Dano, who worked so intensively with Gyllenhaal that they once filmed a single-take 20-minute interrogation scene (about a minute of it can be seen in the film) which Gyllenhaal crafted from weeks of studying interrogation techniques, said he sees a kind of directorial impulse in the actor.
“On ‘Prisoners’ he was always conscious of what works not just for his character but for everyone in the scene, which is rare,” said Dano. (Indeed, “Night Crawler,” which will mark the directorial debut of “Bourne Legacy” writer Dan Gilroy, has Gyllenhaal halfway there, producing for the first time.)
On the set of "Prisoners," Gyllenhaal, Villeneuve and the film's decorated cinematographer Roger Deakins would huddle and plan shots that weren't in the script. "It was just the three of us, calling a play. You go deep, you cut over the middle," Gyllenhaal said.
Still, the actor-filmmaker segue can be a rocky one. What’s more, dark roles don’t always mean profitable ones—despite its acclaim, "End of Watch” was a modest box-office performer.
Besides his turn to moodier fare, he has been branching out in other ways. After living in Los Angeles for most of his life, he moved to New York a few years ago. It was a welcome change of scenery for someone who was born into Hollywood. His father, Stephen Gyllenhaal, is a prolific director, and his mother, Naomi Foner, has written scripts for numerous movies. His sister, the actress Maggie Gyllenhaal, is married to Peter Sarsgaard.
Jake Gyllenhaal began acting when he was 10, appearing in “City Slickers” as the son of Billy Crystal’s character. Roles in his father’s movies followed. New York, where his mother and sister live, offers a bit of a respite from the industry.
"I heard about the movie business before I even knew what it was," said the actor. "So I surround myself now with people who are like, 'Can we not talk about movies for an hour?'" That is true — to an extent. Gyllenhaal, who is not married, has been romantically linked to a number of high-profile entertainers over the years, including Reese Witherspoon, Kirsten Dunst and Taylor Swift.

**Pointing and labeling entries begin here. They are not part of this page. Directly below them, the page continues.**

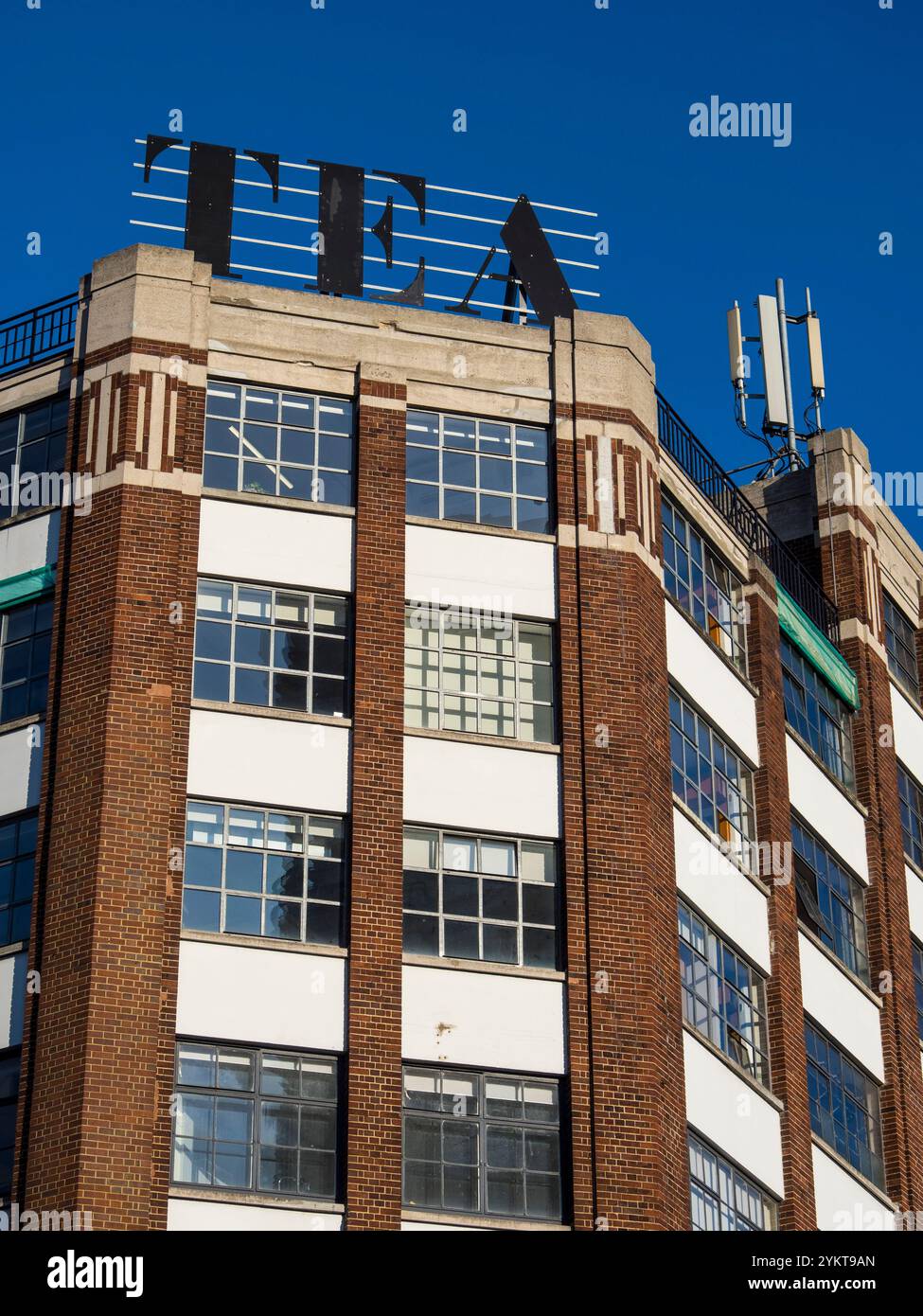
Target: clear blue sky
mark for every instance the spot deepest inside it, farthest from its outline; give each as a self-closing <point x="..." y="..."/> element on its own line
<point x="565" y="101"/>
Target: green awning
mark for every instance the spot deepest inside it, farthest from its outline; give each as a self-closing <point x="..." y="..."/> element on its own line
<point x="27" y="586"/>
<point x="817" y="648"/>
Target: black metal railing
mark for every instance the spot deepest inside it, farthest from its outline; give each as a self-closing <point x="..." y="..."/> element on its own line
<point x="744" y="520"/>
<point x="36" y="334"/>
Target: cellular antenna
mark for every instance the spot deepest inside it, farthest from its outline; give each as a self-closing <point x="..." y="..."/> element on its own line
<point x="780" y="434"/>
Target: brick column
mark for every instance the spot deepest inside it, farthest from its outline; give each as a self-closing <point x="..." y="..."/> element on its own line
<point x="851" y="576"/>
<point x="636" y="1095"/>
<point x="99" y="1041"/>
<point x="374" y="1079"/>
<point x="785" y="1008"/>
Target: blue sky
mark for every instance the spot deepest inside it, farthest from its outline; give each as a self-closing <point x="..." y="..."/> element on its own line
<point x="565" y="101"/>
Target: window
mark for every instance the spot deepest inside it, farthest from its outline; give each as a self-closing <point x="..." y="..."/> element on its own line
<point x="817" y="714"/>
<point x="278" y="444"/>
<point x="703" y="586"/>
<point x="17" y="863"/>
<point x="723" y="1198"/>
<point x="461" y="469"/>
<point x="263" y="873"/>
<point x="479" y="898"/>
<point x="274" y="648"/>
<point x="9" y="1087"/>
<point x="32" y="442"/>
<point x="912" y="815"/>
<point x="901" y="644"/>
<point x="711" y="779"/>
<point x="844" y="1106"/>
<point x="486" y="1144"/>
<point x="462" y="675"/>
<point x="723" y="998"/>
<point x="26" y="654"/>
<point x="257" y="1120"/>
<point x="831" y="901"/>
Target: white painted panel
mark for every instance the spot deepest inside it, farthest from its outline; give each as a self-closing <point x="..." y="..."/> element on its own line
<point x="726" y="702"/>
<point x="12" y="999"/>
<point x="915" y="901"/>
<point x="733" y="1116"/>
<point x="733" y="903"/>
<point x="841" y="1008"/>
<point x="514" y="577"/>
<point x="825" y="809"/>
<point x="269" y="761"/>
<point x="29" y="545"/>
<point x="481" y="786"/>
<point x="274" y="543"/>
<point x="278" y="998"/>
<point x="843" y="1203"/>
<point x="231" y="1218"/>
<point x="20" y="769"/>
<point x="908" y="733"/>
<point x="491" y="1020"/>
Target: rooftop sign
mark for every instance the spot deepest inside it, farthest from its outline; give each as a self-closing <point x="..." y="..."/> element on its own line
<point x="353" y="219"/>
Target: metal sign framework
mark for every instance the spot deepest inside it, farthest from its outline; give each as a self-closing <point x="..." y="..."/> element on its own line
<point x="349" y="203"/>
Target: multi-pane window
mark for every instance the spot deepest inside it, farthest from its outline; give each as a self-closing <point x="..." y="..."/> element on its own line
<point x="17" y="864"/>
<point x="26" y="653"/>
<point x="479" y="898"/>
<point x="256" y="1120"/>
<point x="473" y="675"/>
<point x="711" y="779"/>
<point x="486" y="1144"/>
<point x="844" y="1106"/>
<point x="723" y="998"/>
<point x="278" y="444"/>
<point x="32" y="442"/>
<point x="723" y="1198"/>
<point x="912" y="815"/>
<point x="703" y="587"/>
<point x="901" y="644"/>
<point x="462" y="469"/>
<point x="274" y="648"/>
<point x="918" y="985"/>
<point x="818" y="714"/>
<point x="831" y="901"/>
<point x="263" y="873"/>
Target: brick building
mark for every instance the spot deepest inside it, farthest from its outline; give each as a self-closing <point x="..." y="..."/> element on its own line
<point x="451" y="802"/>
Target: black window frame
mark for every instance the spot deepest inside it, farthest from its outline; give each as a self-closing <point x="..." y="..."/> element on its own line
<point x="818" y="715"/>
<point x="309" y="906"/>
<point x="484" y="1121"/>
<point x="255" y="1095"/>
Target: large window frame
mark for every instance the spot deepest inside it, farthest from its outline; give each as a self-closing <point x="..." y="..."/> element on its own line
<point x="901" y="647"/>
<point x="844" y="1103"/>
<point x="831" y="900"/>
<point x="912" y="815"/>
<point x="488" y="678"/>
<point x="488" y="1163"/>
<point x="713" y="780"/>
<point x="467" y="897"/>
<point x="723" y="995"/>
<point x="706" y="590"/>
<point x="279" y="444"/>
<point x="283" y="869"/>
<point x="723" y="1199"/>
<point x="19" y="840"/>
<point x="479" y="471"/>
<point x="286" y="649"/>
<point x="26" y="657"/>
<point x="302" y="1127"/>
<point x="815" y="711"/>
<point x="33" y="441"/>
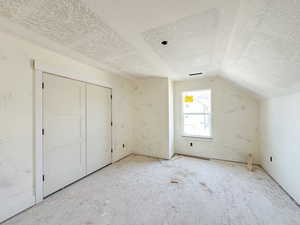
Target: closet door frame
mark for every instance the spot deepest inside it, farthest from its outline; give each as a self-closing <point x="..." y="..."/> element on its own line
<point x="39" y="68"/>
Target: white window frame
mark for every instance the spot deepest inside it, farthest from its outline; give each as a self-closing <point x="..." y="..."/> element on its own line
<point x="211" y="115"/>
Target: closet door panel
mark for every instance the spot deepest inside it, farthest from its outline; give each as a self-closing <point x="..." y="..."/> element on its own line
<point x="98" y="127"/>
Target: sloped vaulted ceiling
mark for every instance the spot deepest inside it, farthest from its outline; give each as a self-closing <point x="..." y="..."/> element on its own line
<point x="255" y="43"/>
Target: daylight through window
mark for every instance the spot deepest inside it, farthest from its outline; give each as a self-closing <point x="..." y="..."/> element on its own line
<point x="197" y="113"/>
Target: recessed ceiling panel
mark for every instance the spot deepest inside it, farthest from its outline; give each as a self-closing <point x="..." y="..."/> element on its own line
<point x="9" y="8"/>
<point x="191" y="42"/>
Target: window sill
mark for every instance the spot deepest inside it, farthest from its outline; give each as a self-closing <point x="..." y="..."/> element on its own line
<point x="198" y="137"/>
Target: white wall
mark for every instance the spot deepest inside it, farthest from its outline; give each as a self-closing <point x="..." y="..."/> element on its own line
<point x="171" y="119"/>
<point x="16" y="116"/>
<point x="152" y="117"/>
<point x="280" y="138"/>
<point x="235" y="121"/>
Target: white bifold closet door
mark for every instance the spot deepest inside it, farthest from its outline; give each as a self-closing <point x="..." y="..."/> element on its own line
<point x="64" y="137"/>
<point x="98" y="127"/>
<point x="77" y="130"/>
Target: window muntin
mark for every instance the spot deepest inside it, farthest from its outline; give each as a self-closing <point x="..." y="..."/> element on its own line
<point x="197" y="113"/>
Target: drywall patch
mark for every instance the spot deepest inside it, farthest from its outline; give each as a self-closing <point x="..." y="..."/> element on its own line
<point x="191" y="41"/>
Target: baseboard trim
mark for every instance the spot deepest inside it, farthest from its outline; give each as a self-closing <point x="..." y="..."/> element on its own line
<point x="285" y="191"/>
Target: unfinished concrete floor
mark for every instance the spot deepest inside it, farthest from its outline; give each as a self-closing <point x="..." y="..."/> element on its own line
<point x="185" y="191"/>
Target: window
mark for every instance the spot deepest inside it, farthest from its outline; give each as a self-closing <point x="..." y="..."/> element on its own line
<point x="197" y="113"/>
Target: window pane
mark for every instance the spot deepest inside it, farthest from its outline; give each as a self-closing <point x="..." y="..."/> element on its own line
<point x="197" y="125"/>
<point x="197" y="101"/>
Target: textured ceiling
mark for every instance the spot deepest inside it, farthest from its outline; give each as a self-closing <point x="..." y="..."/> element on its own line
<point x="254" y="43"/>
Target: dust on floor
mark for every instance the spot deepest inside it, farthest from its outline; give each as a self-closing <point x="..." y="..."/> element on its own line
<point x="186" y="191"/>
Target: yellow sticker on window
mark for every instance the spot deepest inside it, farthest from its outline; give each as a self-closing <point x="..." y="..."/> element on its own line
<point x="189" y="99"/>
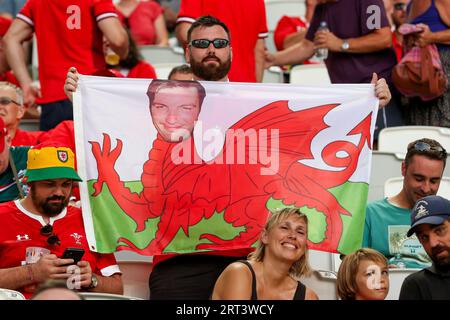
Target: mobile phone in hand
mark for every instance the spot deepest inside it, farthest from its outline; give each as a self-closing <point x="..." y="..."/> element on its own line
<point x="73" y="253"/>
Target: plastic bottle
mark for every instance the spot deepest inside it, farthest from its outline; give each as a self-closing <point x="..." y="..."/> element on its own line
<point x="398" y="261"/>
<point x="322" y="53"/>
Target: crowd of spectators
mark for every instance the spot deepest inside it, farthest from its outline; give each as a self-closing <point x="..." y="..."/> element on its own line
<point x="109" y="44"/>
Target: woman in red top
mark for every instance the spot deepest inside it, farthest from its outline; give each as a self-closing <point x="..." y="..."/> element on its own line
<point x="145" y="19"/>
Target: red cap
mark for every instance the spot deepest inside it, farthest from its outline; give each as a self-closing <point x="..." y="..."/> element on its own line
<point x="285" y="26"/>
<point x="108" y="73"/>
<point x="3" y="133"/>
<point x="4" y="25"/>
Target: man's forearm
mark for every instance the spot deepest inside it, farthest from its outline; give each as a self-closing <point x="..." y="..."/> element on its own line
<point x="112" y="284"/>
<point x="259" y="60"/>
<point x="442" y="37"/>
<point x="375" y="41"/>
<point x="295" y="54"/>
<point x="17" y="277"/>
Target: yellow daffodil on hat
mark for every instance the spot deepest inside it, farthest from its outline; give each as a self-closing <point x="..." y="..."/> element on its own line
<point x="47" y="162"/>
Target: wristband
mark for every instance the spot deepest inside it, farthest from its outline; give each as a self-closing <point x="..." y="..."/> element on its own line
<point x="30" y="272"/>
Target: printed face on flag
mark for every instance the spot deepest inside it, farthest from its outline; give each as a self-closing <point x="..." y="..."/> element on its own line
<point x="174" y="112"/>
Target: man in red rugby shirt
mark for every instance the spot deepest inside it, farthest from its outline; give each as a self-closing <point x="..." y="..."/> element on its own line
<point x="68" y="34"/>
<point x="44" y="219"/>
<point x="246" y="21"/>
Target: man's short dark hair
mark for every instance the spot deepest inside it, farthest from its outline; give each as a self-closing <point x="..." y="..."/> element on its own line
<point x="158" y="84"/>
<point x="208" y="21"/>
<point x="183" y="69"/>
<point x="426" y="147"/>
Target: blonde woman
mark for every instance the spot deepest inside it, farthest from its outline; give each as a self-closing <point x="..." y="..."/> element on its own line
<point x="272" y="270"/>
<point x="363" y="275"/>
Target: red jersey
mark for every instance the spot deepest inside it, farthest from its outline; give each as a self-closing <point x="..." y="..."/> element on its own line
<point x="141" y="21"/>
<point x="142" y="70"/>
<point x="397" y="47"/>
<point x="67" y="35"/>
<point x="20" y="229"/>
<point x="246" y="21"/>
<point x="28" y="138"/>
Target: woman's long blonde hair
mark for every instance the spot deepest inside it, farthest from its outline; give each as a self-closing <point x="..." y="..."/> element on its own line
<point x="300" y="267"/>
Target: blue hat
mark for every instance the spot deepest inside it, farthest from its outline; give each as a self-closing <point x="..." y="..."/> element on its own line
<point x="430" y="210"/>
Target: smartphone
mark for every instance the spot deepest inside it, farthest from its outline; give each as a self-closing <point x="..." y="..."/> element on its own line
<point x="73" y="253"/>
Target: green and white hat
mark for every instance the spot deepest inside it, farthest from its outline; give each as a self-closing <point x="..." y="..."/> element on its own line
<point x="50" y="162"/>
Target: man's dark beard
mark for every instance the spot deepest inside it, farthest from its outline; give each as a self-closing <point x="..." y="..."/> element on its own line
<point x="49" y="209"/>
<point x="442" y="264"/>
<point x="210" y="72"/>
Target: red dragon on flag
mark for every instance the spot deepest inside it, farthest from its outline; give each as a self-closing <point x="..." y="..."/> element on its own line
<point x="180" y="194"/>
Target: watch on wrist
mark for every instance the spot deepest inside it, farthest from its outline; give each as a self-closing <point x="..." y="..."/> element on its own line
<point x="345" y="45"/>
<point x="94" y="282"/>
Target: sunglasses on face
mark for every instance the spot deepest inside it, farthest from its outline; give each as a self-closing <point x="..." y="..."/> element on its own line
<point x="425" y="147"/>
<point x="4" y="101"/>
<point x="400" y="6"/>
<point x="52" y="239"/>
<point x="204" y="43"/>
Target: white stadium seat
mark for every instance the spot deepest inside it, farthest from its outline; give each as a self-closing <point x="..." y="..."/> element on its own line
<point x="310" y="75"/>
<point x="396" y="139"/>
<point x="275" y="9"/>
<point x="385" y="165"/>
<point x="136" y="271"/>
<point x="273" y="75"/>
<point x="396" y="277"/>
<point x="323" y="283"/>
<point x="157" y="54"/>
<point x="393" y="186"/>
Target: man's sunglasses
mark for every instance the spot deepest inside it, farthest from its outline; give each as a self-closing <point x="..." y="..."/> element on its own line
<point x="52" y="239"/>
<point x="4" y="101"/>
<point x="204" y="43"/>
<point x="425" y="147"/>
<point x="400" y="6"/>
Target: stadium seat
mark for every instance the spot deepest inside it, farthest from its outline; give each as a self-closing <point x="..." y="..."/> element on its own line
<point x="273" y="75"/>
<point x="275" y="9"/>
<point x="310" y="75"/>
<point x="270" y="42"/>
<point x="163" y="69"/>
<point x="135" y="276"/>
<point x="105" y="296"/>
<point x="8" y="294"/>
<point x="393" y="186"/>
<point x="323" y="283"/>
<point x="157" y="54"/>
<point x="396" y="277"/>
<point x="396" y="139"/>
<point x="385" y="165"/>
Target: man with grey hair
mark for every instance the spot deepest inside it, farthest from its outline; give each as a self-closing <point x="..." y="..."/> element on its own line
<point x="387" y="220"/>
<point x="430" y="221"/>
<point x="12" y="111"/>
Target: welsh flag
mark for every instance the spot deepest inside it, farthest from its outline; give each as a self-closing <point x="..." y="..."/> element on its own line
<point x="196" y="166"/>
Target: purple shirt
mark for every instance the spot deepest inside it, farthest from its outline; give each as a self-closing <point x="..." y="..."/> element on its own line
<point x="348" y="19"/>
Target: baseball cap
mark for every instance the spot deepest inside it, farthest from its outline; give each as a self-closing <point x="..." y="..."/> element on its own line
<point x="3" y="133"/>
<point x="50" y="162"/>
<point x="430" y="210"/>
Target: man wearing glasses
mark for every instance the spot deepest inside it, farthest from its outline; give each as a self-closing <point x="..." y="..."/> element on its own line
<point x="246" y="21"/>
<point x="44" y="219"/>
<point x="388" y="220"/>
<point x="430" y="221"/>
<point x="13" y="162"/>
<point x="11" y="111"/>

He'll soon be returning to L.A. for a few months to shoot "Nightcrawler." At Toronto, the actor was also coming off a hectic Labor Day weekend packing up his New York apartment in preparation for the move. Sipping coffee to quell a stomach virus possibly brought on by his filming schedule, he showed a sentimental side.
"If it was a choice given to me, I would have been at Rosh Hashanah," he said. "I would have been eating apple and honey with my nieces." Instead he watched a group of videos of his nieces--Maggie Gyllenhaal's daughters, ages 6 and 1--that his mom sent him.
Gyllenhaal has begun to lose weight for "Nightcrawler," trying to pick up on a theme of hunger, spiritual and physical, in the film. And he is ready to go a little bigger in "Everest," a survival-themed action movie in which he'll play the leader of a team of doomed explorers, because it contains some existentialist themes and will be directed by the Icelandic auteur Baltasar Kormakur.
"I had a boxing coach tell me something the other day: He said that as boxers, we create time. When you practice your combinations, time slows down and you have an infinite amount of time to throw a punch," the actor said. "And I want to connect to the projects emotionally, to have more time to throw a punch."